J'ai été passionnée de bout en bout par l'histoire de John Kaltenbrunner, ce génie méconnu de ses contemporains, dans son bled paumé où on a l'impression que c'est la raison du plus fou qui prime.
Même dans les moments tragiques, l'auteur m'a arraché des éclats de rire.
C'est un roman totalement fascinant, cruel et tellement drôle à la fois. Ce roman, c'est la douloureuse odyssée flamboyante semée d'embûches de John Kaltenbrunner dans un coin paumé des États-Unis, entre les bigotes, les ivrognes en tout genre, le racisme à tous les niveaux, envers les immigrés ou les différentes classes sociales, et les petits détenteurs d'un tout petit pouvoir quelconque.
Et alors, quelle écriture !!! Tout simplement sublime, précise, parfaite. Jusqu'au point final. Et dire que j'ai rencontré ce roman par hasard, chez Emmaüs. Ce qui m'a attirée !? le titre, le contexte et l'Amérique profonde. Quelle belle rencontre !
Citations :
Page 18 : Il ne disait peut-être pas grand-chose à quiconque en ville, mais pour ses condisciples, pour ceux qui le supportaient quotidiennement, il était le célèbre petit Kaltenbrunner, le gosse de la salle 29, le dingue au tracteur, le fasciste de l’étable, le chevrier troglodyte du nord de la rivière — celui qui n’adressait quasiment jamais la parole à personne mais parvenait néanmoins immanquablement à hérisser, révolter et terrifier à peu prés tous les êtres vivants avec lesquels il entrait en contact.
Page 60 : Comme il l’affirma plus tard, elle était dans tous ses états, se répandait en paroles incohérentes sur la santé de son fils et implorait l’aide de son interlocuteur. Il essaya de la calmer en commençant par abonder dans son sens, disant que oui, bien sûr, il fallait avouer qu’effectivement son fils était un sacré numéro. Très franchement, il était le truc le plus insensé qu’aucun d’eux ait jamais rencontré. Une merveille phénoménologique au sens le plus strict.
Page 75 : Pour John, Brendan Fisher était une tache inqualifiable sur la face de la terre. Il n’y avait pas de place dans le règne animal pour une telle engeance. Il était indigne des ressources qu’il consommait.
Page 218 : À l’heure de sa première pause déjeuner, il avait coupé, à lui seul, trois mille cous. Bien qu’il eût déjoué tous les paris faits sur la brièveté de sa résistance, il n’en avait pas moins été saisi de haut-le-cœur incontrôlables après sa première heure et demie sur la chaîne.
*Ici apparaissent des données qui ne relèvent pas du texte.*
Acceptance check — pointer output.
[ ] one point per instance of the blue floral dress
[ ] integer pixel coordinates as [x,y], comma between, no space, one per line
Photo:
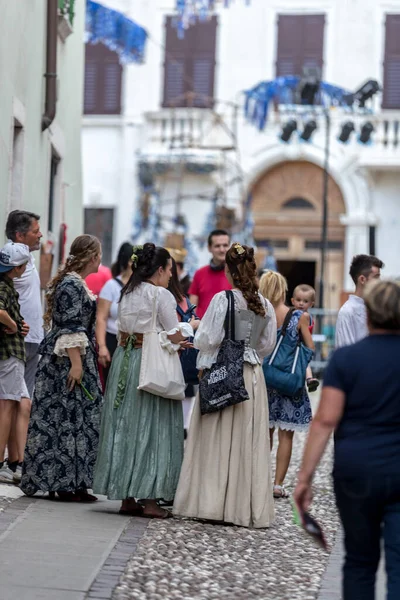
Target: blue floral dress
[290,412]
[64,426]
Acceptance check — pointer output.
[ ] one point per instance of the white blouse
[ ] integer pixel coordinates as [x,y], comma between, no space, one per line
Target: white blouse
[211,332]
[74,340]
[135,310]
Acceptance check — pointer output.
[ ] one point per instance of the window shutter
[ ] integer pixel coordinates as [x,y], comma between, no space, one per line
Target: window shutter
[103,81]
[391,75]
[300,43]
[190,65]
[289,44]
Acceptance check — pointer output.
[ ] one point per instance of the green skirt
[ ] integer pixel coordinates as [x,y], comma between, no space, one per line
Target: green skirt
[141,441]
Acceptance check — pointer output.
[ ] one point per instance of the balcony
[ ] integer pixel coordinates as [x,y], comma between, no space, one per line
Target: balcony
[381,152]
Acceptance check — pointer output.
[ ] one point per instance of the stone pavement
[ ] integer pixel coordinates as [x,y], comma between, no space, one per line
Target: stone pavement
[57,551]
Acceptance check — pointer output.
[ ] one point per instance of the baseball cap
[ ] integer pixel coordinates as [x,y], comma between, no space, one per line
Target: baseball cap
[13,255]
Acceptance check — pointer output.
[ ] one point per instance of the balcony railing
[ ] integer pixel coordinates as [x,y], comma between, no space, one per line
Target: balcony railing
[66,9]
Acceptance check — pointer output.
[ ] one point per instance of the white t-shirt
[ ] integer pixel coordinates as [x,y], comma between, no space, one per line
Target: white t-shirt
[351,325]
[111,291]
[30,301]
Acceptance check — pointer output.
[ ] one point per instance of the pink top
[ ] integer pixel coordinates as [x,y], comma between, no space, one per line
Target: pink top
[206,283]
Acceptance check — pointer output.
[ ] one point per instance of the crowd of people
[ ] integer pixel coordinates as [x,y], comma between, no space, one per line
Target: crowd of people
[77,419]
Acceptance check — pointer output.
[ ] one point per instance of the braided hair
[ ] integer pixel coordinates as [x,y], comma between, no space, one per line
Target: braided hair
[243,269]
[146,260]
[83,249]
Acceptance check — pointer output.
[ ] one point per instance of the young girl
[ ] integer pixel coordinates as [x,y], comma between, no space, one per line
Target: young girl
[303,299]
[287,413]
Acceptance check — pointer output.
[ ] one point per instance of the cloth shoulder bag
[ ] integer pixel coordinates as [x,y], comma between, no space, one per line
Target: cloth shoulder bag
[223,384]
[188,356]
[160,370]
[285,369]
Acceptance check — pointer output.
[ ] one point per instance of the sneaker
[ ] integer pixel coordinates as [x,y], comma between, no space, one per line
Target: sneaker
[6,475]
[17,476]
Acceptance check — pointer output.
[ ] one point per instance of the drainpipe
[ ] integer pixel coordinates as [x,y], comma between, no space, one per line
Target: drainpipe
[51,65]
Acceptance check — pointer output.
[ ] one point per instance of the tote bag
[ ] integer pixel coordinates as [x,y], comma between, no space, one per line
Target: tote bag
[223,384]
[285,369]
[160,371]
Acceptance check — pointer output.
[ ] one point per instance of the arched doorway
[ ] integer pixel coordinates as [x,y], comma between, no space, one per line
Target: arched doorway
[287,210]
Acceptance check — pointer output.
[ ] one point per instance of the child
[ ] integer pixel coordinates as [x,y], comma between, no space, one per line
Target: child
[303,299]
[13,329]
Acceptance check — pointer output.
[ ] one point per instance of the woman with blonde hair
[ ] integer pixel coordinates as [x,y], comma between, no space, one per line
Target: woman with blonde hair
[65,419]
[226,473]
[286,413]
[360,403]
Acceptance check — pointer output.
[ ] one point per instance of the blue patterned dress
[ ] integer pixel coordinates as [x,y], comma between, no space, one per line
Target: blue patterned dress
[290,412]
[64,426]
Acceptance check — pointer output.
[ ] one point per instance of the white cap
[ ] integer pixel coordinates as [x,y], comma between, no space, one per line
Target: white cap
[13,255]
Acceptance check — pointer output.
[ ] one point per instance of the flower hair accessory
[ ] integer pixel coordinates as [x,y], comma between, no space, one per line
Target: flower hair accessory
[134,257]
[239,249]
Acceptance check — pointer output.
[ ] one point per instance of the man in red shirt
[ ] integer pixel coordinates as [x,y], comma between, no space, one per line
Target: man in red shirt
[211,279]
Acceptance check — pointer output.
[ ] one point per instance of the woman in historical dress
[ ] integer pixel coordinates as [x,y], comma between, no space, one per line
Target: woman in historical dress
[226,473]
[64,427]
[287,414]
[141,442]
Page 297 : Comme bon nombre d’aberrations provinciales, les confessions sur lit de mort de la Corn Belt, au même titre que les repas livrés à domicile aux impotents et les ventes de charité de Baker, sont fréquemment le produit d’une crainte des flammes de l’enfer nourrie par l’âge. Une terreur croissante d’être plongé dans le lac de feu après une vie entière de dépravation impénitente pousse le péquenaud à une affolante et interminable litanie d’aveux dès l’instant où il tombe malade.
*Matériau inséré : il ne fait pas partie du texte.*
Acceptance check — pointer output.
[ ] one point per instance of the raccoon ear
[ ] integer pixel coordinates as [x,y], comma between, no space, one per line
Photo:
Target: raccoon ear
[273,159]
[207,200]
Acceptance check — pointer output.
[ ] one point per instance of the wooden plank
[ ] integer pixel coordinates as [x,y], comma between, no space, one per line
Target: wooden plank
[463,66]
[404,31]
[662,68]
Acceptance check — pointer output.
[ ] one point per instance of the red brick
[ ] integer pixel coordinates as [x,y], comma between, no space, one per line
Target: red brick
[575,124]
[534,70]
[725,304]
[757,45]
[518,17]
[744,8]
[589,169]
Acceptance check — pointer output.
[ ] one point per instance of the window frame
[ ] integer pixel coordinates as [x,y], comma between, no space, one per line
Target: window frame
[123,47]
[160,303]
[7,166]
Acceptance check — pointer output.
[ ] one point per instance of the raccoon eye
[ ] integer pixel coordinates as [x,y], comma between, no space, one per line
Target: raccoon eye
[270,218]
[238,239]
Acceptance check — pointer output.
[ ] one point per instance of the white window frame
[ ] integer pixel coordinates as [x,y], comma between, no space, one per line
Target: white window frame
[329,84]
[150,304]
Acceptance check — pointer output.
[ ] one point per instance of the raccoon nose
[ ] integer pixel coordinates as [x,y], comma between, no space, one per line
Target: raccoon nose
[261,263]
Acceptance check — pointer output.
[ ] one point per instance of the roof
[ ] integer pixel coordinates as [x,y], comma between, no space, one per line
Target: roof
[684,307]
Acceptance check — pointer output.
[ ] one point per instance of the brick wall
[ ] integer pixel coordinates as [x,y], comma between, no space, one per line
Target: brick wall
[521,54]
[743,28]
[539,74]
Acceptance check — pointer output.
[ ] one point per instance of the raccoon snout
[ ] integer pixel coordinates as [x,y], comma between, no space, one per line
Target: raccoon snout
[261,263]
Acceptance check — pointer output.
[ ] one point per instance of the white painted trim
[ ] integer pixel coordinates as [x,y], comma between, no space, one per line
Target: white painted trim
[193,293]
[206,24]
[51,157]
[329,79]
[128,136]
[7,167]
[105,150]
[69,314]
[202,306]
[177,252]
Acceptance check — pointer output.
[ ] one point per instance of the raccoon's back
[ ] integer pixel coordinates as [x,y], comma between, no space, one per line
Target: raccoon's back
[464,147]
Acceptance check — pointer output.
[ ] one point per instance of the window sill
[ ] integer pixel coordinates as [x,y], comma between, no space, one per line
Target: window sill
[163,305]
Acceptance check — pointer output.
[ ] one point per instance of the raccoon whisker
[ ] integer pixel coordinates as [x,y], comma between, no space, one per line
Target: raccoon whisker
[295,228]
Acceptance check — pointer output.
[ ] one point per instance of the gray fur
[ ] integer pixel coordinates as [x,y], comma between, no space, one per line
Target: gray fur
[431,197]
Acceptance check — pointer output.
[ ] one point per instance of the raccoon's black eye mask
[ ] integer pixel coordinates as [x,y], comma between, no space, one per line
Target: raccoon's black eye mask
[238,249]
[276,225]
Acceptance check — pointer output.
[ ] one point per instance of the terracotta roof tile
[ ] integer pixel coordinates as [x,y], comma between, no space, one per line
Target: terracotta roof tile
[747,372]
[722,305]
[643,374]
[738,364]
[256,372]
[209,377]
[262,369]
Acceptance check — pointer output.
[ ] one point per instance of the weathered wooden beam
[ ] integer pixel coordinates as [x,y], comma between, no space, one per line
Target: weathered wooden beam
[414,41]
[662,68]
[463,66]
Page 338 : Pour six d’entre nous la nuit se termina raide mort dans notre pick-up, trop ravagé pour conduire. Et le lendemain matin, une gueule de bois annonçant l’arrivée des Vikings.
Page 348 : Il traita Dennis de junkie en phase terminale et de suicidaire avorté. Il traita Curtis de bâtard, Murphy de taulard, Wilbur de célibataire à marier le plus laid de la ville. le reste d'entre nous étaient des pédés à la Niche et une cinquième colonne de youpins inféodés aux Japs.
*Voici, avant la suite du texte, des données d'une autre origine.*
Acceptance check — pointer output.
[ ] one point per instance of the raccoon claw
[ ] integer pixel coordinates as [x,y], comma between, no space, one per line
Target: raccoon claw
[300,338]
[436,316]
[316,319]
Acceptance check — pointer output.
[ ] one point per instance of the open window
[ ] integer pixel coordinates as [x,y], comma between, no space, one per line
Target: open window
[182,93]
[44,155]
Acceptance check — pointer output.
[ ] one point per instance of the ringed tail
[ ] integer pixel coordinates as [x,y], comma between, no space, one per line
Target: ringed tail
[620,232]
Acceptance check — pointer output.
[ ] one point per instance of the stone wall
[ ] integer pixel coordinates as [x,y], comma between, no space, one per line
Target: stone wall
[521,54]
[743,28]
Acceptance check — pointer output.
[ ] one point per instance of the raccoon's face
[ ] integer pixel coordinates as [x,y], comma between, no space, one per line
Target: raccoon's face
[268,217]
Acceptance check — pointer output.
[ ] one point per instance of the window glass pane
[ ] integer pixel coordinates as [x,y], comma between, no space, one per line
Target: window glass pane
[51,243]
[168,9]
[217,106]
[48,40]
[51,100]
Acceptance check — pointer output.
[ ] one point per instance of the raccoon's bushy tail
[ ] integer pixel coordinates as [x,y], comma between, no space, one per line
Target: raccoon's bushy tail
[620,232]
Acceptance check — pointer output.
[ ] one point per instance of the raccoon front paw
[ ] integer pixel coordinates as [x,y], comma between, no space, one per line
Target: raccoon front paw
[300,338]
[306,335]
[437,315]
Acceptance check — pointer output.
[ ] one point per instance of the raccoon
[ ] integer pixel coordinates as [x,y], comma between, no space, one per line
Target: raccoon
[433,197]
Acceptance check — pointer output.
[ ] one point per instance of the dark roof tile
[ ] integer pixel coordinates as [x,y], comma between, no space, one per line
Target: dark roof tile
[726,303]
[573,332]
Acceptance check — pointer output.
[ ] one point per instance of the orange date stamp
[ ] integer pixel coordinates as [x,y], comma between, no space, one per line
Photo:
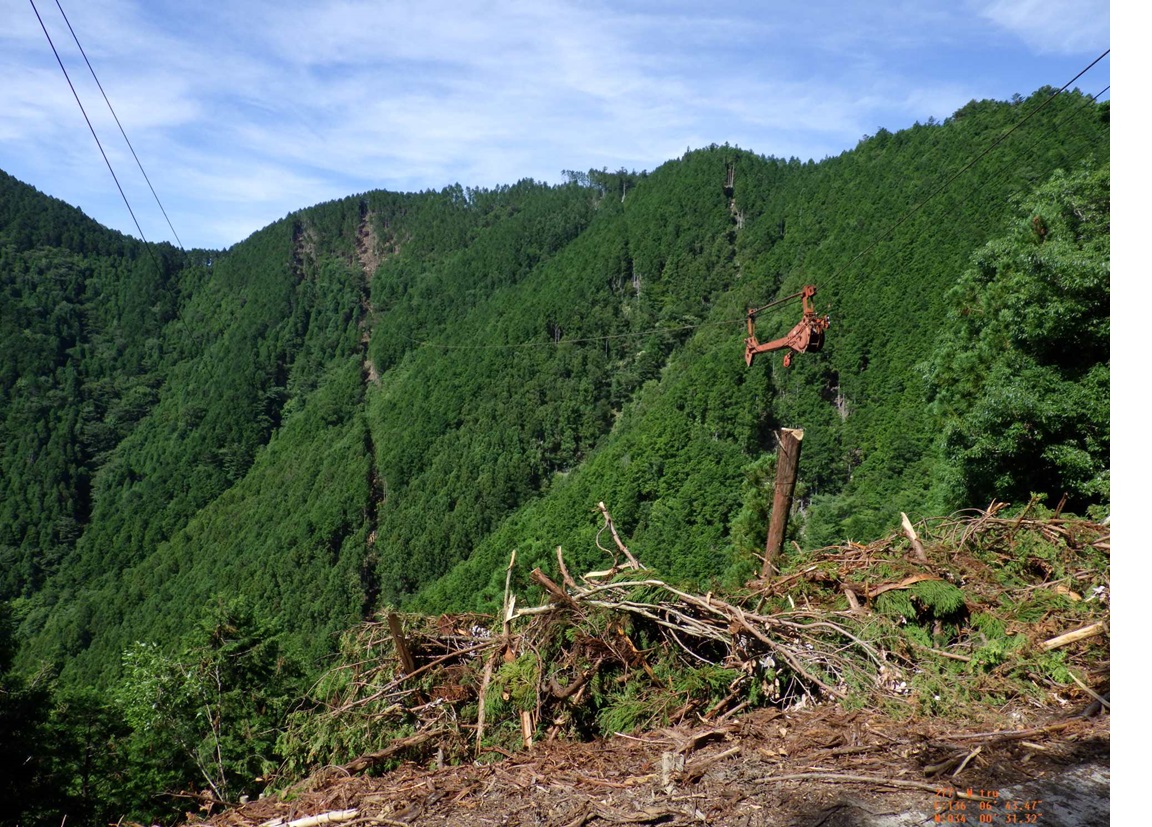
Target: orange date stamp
[978,806]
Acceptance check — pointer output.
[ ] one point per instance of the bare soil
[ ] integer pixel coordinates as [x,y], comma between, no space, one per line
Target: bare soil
[811,767]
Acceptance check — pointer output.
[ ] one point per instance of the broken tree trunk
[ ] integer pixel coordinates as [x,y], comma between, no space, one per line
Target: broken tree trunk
[787,462]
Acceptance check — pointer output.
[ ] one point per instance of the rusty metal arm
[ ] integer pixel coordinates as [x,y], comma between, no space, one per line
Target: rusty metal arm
[805,338]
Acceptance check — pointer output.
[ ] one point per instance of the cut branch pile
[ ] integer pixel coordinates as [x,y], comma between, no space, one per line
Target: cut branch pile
[621,650]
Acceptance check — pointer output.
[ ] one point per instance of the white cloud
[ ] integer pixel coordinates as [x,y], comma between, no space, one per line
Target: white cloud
[1053,27]
[247,111]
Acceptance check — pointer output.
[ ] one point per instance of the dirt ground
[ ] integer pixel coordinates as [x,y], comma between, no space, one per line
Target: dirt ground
[809,767]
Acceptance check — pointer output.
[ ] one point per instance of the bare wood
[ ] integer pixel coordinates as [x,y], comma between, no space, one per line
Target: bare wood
[872,780]
[1088,631]
[910,533]
[553,589]
[509,604]
[787,461]
[398,638]
[313,820]
[363,763]
[695,771]
[612,526]
[563,571]
[482,699]
[903,584]
[853,602]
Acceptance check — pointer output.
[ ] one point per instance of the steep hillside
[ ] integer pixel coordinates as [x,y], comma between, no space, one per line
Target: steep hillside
[373,400]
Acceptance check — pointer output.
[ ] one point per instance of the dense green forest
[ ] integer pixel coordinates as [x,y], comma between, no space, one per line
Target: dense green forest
[213,462]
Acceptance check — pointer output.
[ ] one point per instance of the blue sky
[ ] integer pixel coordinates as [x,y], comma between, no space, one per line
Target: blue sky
[242,112]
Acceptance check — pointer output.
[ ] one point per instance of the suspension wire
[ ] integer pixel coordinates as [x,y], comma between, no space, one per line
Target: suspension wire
[884,236]
[130,148]
[92,129]
[968,166]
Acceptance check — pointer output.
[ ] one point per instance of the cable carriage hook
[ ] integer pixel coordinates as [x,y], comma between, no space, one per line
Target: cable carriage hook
[805,338]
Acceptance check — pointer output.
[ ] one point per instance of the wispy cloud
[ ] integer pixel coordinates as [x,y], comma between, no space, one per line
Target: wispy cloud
[243,112]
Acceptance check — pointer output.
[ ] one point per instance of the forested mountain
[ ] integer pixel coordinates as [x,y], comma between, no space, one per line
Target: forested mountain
[372,401]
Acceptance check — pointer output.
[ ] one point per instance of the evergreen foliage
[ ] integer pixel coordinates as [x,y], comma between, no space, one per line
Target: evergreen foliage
[373,401]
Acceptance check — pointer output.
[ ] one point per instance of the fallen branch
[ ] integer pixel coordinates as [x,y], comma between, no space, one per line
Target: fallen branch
[842,778]
[1074,636]
[315,820]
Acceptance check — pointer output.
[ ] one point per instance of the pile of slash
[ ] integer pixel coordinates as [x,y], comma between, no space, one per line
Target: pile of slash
[808,698]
Page 564 : Tel fut le dernier instantané de la soirée avant que tout n’explose : Pottville et Baker, deux communautés voisines qui s’enorgueillissaient de leur fair-play supposé, de leur charité, de leur sens des réalités et de leur soucis du prochain, se montraient sous leur vrai jour — une foule hystérique de singes nus et misanthropes.